PS : la prochaine livraison portera sur : Les manele, une « musique de métissage
pan-balkanique »
Nicolas Trifon
30.04.2015
Speranţa Rădulescu, qui a eu la gentillesse de me lire, m’a envoyé ce mardi 5 mai le courriel dont voici la traduction :
RépondreSupprimer« Je te remercie beaucoup pour la présentation, si positive, de mon livre écrit il y a dix ans sur la musique tzigane. Je pense que tu as très bien saisi les principales idées de ce livre, et je t’en remercie encore une fois.
J’ai cependant trois minuscules observations et je te serai reconnaissante d’en tenir compte pour la forme finale.
La première concerne Nicolae Gheorghe, ce n’était pas lui, mais un autre parlementaire rom.
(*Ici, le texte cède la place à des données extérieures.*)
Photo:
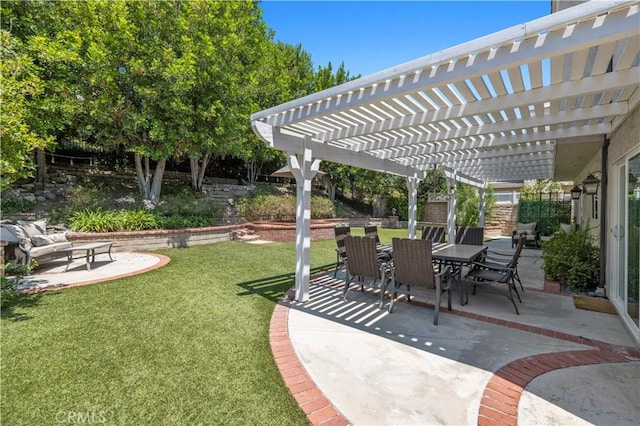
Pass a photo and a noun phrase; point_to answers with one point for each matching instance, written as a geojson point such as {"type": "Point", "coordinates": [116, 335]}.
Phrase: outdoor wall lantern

Bien au contraire, Nicolae Gheorghe, que j’ai rencontré au début des années 1990, avant de décéder, faisait remarquer avec indignation que les Occidentaux identifient bêtement toute musique jouée/chantée par les Tziganes à la musique tzigane. Je te suggère donc tout simplement de supprimer cette note.
La deuxième « erreur » est de mon fait : je n’ai pas écris assez clairement qu’il existe une musique tzigane jouée par des lăutari (violoneux, ménestrels) connue sous le nom de « musique des lăutari » ou « musique tzigane de lăutari ». J’ai précisé cependant que les Tziganes eux-mêmes hésitent : ils l’expliquent des fois par leur professionnalisme, d’autres fois par leur appartenance à l’ethnie rom. En effet, je pense ne pas l’avoir écrit assez clairement.
Enfin, la troisième observation porte sur le paragraphe suivant :
« Cette question se recoupe avec celle, autrement plus complexe, de savoir qui est rom et qui ne l’est pas. Elle met à un moment en exergue la réaction indignée d’un de ses interlocuteurs : Nous sommes des Tziganes, pas des Roms comme ceux que l’on voit à la télé en train de voler ».
Il s’agit ici, en réalité, du fait que les musiciens tziganes (lăutarii) n’acceptent pas d’être appelés roms, comme on leur a recommandé. Ils préfèrent être appelés tziganes. D’une part, pour éviter d’être confondus avec « ceux qui volent à la télé » et, d’autre part, pour marquer aussi clairement que possible leur supériorité à tous points de vue par rapport aux autres catégories de Roms.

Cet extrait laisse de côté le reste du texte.